On Deficits and Spending

This article came up on FaceBook this morning.

I liked the article, but found it takes too many liberal ideas and presents them as fact without supporting them. Perhaps this is just a function of its length. But, the central point of the US being wrapped up in a deficit debate, is worthy of more consideration.

Ponder this: All through the Great Depression (which was most of the 1930s) the big debate in Washington was about deficit spending. Unlike today’s debate, they were all twisted up about ANY deficit spending, as in spending one dime over a balanced budget. The idea just flat out scared them. To let a budget go over what was allocated was madness to them, exactly like we talk about the “massive government debt” and “passing on our debt to our grandchildren”.

This fear of a non-ballanced budget (which we now know does not destroy a country) was so pervasive that it kept all social programs, especially the New Deal programs on a short leash. Too short, in fact. It also kept on defense department stunted at a time when it was critical to expand it.
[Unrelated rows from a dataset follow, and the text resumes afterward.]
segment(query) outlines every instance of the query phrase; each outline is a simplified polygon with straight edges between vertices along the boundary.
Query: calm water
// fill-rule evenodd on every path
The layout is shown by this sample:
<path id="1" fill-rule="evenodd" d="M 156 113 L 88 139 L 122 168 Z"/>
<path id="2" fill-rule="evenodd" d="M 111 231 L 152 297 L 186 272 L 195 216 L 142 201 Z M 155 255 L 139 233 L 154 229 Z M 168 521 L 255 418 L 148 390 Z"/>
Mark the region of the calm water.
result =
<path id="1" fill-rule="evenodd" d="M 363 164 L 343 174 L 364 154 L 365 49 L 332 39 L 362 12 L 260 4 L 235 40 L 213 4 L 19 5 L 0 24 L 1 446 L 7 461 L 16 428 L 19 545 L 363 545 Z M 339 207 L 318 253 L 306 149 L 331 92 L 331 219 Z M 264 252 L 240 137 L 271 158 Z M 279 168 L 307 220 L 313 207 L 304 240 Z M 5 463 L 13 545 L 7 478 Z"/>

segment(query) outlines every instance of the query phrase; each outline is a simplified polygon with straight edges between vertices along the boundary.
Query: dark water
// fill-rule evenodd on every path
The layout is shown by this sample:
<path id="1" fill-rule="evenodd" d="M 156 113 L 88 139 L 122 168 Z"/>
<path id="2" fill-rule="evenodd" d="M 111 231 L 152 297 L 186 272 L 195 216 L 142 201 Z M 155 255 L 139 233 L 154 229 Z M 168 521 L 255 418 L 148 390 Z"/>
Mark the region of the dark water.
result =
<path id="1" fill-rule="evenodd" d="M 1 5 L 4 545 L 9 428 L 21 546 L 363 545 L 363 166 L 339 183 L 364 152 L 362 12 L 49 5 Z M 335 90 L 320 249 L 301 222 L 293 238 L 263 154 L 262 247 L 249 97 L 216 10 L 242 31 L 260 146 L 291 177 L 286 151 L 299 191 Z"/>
Just like today, the two major sides were a Democratic party President (and congress) trying to spend our way out of economic gloom, and a Republican opposition resisting any effort to spend over the balance point.

When Pearl Harbor came, it did the one thing that neither party could do; it united the country. And in that unity we gave up the smaller fear of running with an unbalanced budget, for the greater fear of being overrun by fascism or Japanese militarism. In essence, the conservative fears of the dangers of an unbalanced budget suddenly had no traction. Our government started spending like drunken sailor. At one point we actually spent more, in terms of percent of the GDP, then we do today. Overnight we went from zero to 100. We also raised taxes like you would not believe, especially on the rich, and even rationed a huge number of materials (a move pretty much every economist will tell you will slow down the economy).

And the end result? One of the largest and longest growth spurts in our nation’s history. The wonderful economic bubble of the 50s and 60s was based on the spending of the early 1940s.

If there is something I would want to pass on to my grandchildren, it would be something like that. And yes, it came about from “out of control” government spending.